Throughout the 1990s and 2000s, thanks largely to Paddy Ashdown, Simon Hughes and Matthew Taylor among others, the Liberal Democrats became widely recognised as the strongest of the three major parties on environmental issues. In opinion polls asking which party had the best policy on a particular issue, environment was the only policy issue on which the party ever regularly came first. Even after entry into government, polling during the coalition still showed us as first on environment, and third on everything else.

 

Community

 

The fifth Liberal core belief is again reflected in the party’s constitution, in the commitment:

 

to balance the fundamental values of liberty, equality and community”.

 

Again this stems from a recognition of the limits to individualism.  In reality, individuals almost never live alone; they live their lives in communities, whether of family, neighbourhood, region, workplace or interest. You can trace a belief in the value of community right back to the earliest Liberal thinkers, but it came into its own in the context of the increasingly centralised mass industrial society that developed in the UK throughout the twentieth century.

 

Most famously, it achieved recognition in the widespread use of community politics strategies to win local and, eventually, parliamentary, seats from the 1960s onwards and in the adoption of the strategy of community politics at the Liberal Assembly in 1970. As the 1970 resolution said: 

 

our role as political activists is to help organise people in communities to take and use power”.

 

And in today’s context, a stress on community and decentralisation of power also makes sense simply in terms of efficiency. Centralised government is often remote and insensitive to the real needs and situations of local communities. Amongst developed democracies, Britain is one of the most politically centralised – and, at the same time, hardly the best governed.

 

Style

 

One final point is that politics is about style and approach as much as about beliefs and attitudes; it is about how we do politics.
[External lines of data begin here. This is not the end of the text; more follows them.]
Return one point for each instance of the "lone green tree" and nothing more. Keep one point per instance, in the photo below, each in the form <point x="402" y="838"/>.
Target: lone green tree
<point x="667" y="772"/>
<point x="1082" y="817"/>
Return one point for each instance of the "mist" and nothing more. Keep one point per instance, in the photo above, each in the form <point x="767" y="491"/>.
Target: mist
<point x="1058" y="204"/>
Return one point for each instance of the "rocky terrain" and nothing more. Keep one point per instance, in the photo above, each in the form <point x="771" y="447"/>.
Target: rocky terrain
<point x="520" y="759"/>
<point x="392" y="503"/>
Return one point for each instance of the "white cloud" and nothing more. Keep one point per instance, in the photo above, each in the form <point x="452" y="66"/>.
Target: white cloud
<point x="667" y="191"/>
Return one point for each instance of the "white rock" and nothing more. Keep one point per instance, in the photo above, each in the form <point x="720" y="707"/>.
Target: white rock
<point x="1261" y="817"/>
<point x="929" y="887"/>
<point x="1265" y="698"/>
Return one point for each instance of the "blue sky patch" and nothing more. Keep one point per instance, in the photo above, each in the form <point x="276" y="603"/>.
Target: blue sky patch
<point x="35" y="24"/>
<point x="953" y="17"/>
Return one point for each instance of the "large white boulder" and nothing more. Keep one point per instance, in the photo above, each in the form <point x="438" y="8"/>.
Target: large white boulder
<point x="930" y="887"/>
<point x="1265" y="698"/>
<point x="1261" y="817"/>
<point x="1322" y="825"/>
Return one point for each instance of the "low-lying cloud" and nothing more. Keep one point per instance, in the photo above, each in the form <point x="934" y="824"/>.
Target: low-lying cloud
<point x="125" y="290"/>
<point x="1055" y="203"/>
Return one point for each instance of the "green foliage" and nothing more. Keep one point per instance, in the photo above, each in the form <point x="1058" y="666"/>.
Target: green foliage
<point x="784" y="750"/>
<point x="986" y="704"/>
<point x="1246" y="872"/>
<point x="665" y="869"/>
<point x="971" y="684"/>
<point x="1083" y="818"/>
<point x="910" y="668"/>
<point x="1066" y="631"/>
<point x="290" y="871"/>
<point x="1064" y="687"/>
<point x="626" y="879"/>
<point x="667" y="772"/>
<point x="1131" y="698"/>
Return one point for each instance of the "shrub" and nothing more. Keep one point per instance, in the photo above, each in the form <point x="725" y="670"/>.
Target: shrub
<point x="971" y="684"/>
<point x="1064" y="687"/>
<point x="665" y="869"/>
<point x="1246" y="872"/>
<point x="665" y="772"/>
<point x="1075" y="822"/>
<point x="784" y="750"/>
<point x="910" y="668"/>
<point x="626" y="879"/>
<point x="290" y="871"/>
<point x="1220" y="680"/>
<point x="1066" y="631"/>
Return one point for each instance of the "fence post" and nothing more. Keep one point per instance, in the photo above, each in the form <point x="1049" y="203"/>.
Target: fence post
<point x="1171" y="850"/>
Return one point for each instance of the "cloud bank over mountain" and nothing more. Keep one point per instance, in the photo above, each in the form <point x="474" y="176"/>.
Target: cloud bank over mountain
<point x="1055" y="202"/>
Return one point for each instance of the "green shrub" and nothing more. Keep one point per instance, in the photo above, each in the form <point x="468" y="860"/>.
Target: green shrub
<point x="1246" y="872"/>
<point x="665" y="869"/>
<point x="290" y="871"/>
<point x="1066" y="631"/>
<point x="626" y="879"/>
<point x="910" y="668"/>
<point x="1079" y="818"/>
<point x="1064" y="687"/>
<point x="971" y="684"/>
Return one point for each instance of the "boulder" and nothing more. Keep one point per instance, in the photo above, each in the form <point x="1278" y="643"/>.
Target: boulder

It’s why political parties feel very different from one another even when they support the same policies. This was a point picked out frequently by contributors to a 1996 book, ‘Why I Am a Liberal Democrat’ – based, in its turn, on a book called ‘Why I Am a Liberal’, published in 1885.

 

  • On the side of the individual: against the state, big business, organised labour – the big battalions of today’s society
  • Pluralist: aware it has no monopoly of wisdom, not afraid to work with others, and seeking co-operation rather than confrontation
  • Independent: free of vested interests, and especially of any class bias (a very strong link to the Liberals of 1885)
  • Participatory: in its internal organisation, particularly in policy-making
  • Honest: not afraid to put forward unpopular policies
  • Thoughtful: not dogmatic
  • Anarchic: disrespectful of authority, and difficult to discipline

 

Any regular attendee at party conference will recognise much of that!

 

Conclusion

 

The Liberals’ start from an optimistic view of human nature, and those five core beliefs – liberty, internationalism, economics as a way to extend freedom, environmentalism and community – coupled with our unique approach to politics, make us quite distinctive from other political parties.

 

To finish, a quote the refrain from ‘The Liberal March’, a campaign song written for the 1892 election: 

 

Peace, reform and liberation’

Be our triune aspiration,

Till we win them for the nation,

And our land be free.”

 

Based on an article by Duncan Brack, Vice Chair of the Liberal Democrats’ Federal Policy Committee and Editor of the Journal of Liberal History (www.liberalhistory.org.uk).